Archéologie environnementale de la France

Publié le jeudi 21 octobre 2010 · Mis à jour le jeudi 21 octobre 2010
Par Stéphanie Thiébault
Collection Archéologies de la France
Coédition La Découverte et Inrap
22 € – 180 pages
Sortie en librairie : novembre 2010
Grâce au développement considérable des fouilles archéologiques préventives mais aussi aux progrès des techniques d’analyse, l’archéologie environnementale connaît un essor sans précédent. La compréhension des environnements du passé, de leur évolution, des impacts qu’ils ont subis et de la réaction du vivant (végétaux, animaux, humains) constitue un élément de réflexion fort pour le présent et l’avenir de l’humanité. Depuis l’apparition de l’homme, et surtout depuis les débuts de l’agriculture, les sociétés humaines ont significativement modifié leurs écosystèmes et les cycles du vivant.

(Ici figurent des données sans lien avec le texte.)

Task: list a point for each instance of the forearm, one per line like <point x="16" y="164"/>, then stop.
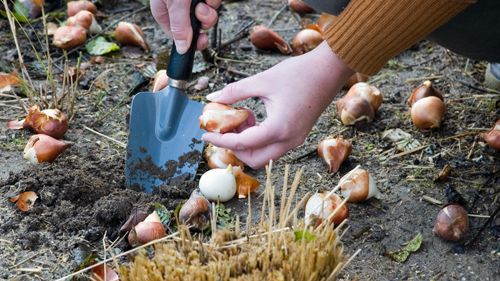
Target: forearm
<point x="369" y="33"/>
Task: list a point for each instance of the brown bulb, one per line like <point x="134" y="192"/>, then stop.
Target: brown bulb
<point x="221" y="118"/>
<point x="452" y="223"/>
<point x="354" y="110"/>
<point x="422" y="91"/>
<point x="196" y="213"/>
<point x="264" y="38"/>
<point x="76" y="6"/>
<point x="334" y="151"/>
<point x="130" y="34"/>
<point x="493" y="136"/>
<point x="67" y="37"/>
<point x="305" y="41"/>
<point x="428" y="112"/>
<point x="300" y="6"/>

Plus récemment, elles ont commencé à altérer l’environnement global de la planète à une échelle encore inconnue jusque-là. Le développement, à partir des années 1970, des études paléoenvironnementales en archéologie par des chercheurs de plus en plus nombreux permet aujourd’hui de proposer une multiplicité de scénarios, passés comme futurs.

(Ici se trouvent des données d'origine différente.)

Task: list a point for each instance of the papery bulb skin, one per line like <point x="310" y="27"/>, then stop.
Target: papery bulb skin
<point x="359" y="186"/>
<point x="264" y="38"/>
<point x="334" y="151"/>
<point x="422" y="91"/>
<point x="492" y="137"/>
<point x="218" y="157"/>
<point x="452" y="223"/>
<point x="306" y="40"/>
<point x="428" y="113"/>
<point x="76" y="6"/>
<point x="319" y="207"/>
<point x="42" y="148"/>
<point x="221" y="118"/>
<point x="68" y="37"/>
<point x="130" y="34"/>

Ainsi, l’archéologie environnementale a une double fonction. Elle contribue à une meilleure connaissance de l’évolution de l’homme et des sociétés et prend part à l’évaluation, à la prospective et à la prise de décision concernant l’avenir de notre planète, par son approche historique des dynamiques socioenvironnementales. Fondé sur des analyses réalisées le plus souvent dans le cadre de l’archéologie préventive, cet ouvrage présente les différentes disciplines environnementales et les résultats les plus significatifs obtenus ces dernières années.

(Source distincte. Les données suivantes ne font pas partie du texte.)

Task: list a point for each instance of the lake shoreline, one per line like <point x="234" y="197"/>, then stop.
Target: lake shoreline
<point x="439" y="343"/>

Stéphanie Thiébault, directeur de recherche au CNRS, est archéobotaniste. Elle est spécialisée dans l’analyse des charbons de bois issus des sites archéologiques, ou anthracologie, discipline qu’elle a contribué à développer en France et à l’étranger. Elle prend une part active à l’accroissement des études environnementales en archéologie par son implication dans l’enseignement et la recherche.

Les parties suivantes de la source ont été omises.